D. Sensitivity Analysis Appendix

Table 20 displays the consequences for educational attainment, human capital, the present discounted value of earnings and welfare measured in terms of consumption-equivalent variation discussed in the main text. Compared to the benchmark results in Table 9 we see that all qualitative results from Sect. 6 remain fully intact, but its magnitudes become larger, which is to be expected because the effective size of the negative schooling shock is raises by roughly 1/4.
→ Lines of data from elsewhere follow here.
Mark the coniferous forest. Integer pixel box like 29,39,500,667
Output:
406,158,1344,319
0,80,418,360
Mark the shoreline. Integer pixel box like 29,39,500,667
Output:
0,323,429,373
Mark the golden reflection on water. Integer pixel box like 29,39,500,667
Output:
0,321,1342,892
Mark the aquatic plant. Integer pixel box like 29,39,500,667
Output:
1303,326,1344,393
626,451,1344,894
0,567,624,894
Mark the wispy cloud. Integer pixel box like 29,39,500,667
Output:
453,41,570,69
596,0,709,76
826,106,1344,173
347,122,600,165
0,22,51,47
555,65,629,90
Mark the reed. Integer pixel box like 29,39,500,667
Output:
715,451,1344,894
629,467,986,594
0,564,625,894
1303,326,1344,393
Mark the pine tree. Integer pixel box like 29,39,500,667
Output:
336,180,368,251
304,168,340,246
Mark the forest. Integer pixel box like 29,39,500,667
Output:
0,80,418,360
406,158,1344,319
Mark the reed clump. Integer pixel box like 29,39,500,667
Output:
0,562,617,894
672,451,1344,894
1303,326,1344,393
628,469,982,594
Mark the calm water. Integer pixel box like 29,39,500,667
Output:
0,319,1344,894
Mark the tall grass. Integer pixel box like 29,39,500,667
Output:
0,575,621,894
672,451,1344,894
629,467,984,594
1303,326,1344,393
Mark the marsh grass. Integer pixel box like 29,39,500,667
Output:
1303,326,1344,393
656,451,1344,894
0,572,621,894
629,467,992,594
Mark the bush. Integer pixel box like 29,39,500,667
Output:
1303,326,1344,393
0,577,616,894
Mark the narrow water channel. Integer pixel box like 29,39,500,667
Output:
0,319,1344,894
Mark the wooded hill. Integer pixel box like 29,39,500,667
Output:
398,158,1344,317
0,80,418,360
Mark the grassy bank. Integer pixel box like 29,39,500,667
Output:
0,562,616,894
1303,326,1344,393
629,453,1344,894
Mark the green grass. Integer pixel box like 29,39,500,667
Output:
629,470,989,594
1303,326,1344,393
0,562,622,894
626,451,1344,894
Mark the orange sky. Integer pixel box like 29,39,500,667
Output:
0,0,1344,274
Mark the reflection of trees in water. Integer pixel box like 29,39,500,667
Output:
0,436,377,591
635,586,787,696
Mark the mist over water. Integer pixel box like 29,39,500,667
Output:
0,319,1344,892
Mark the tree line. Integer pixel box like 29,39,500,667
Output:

The same observation applies to the differences in lifetime earnings and welfare across children attending public versus private schools. Table 21 shows the differences in the earnings- and welfare impact between public and private schools if on-line formats are completely ineffective, and should be compared with the benchmark results in Table 10 from Sect. 6.

Table 22 shows welfare losses of children whose parents are in the bottom and the top quartile of the income distribution, respectively. Compared to Table 22 from Sect. 6, under the assumption of 0% effectiveness of virtual learning the magnitude of welfare losses is larger for both groups and the difference between the two groups is magnified as well (as is the share of the gap under homogeneous school closure lengths that is being closed due to low-income regions experiencing shorter school closures).

Table 23 summarizes the key results concerning the national schooling expansion in the version of the model where online formats are fully ineffective and thus the Covid-19 school closures are especially severe. Compared to the benchmark results in Sect. 7, with larger schooling losses the impact of additional schooling in the summer on the present discounted value of household earnings and tax revenues is somewhat smaller (so that the intervention now is literally budget neutral for the government). Child welfare gains from the intervention are also marginally smaller if online learning is less effective, but by and large the quantitative consequences of the schooling expansion are robust to starting with larger school closures than in the benchmark. The same is true for the heterogeneity by parental income in the welfare and fiscal consequences.

Declarations

Conflict of interest

The corresponding author Dirk Krueger declares on behalf of all authors that there is no conflict of interest.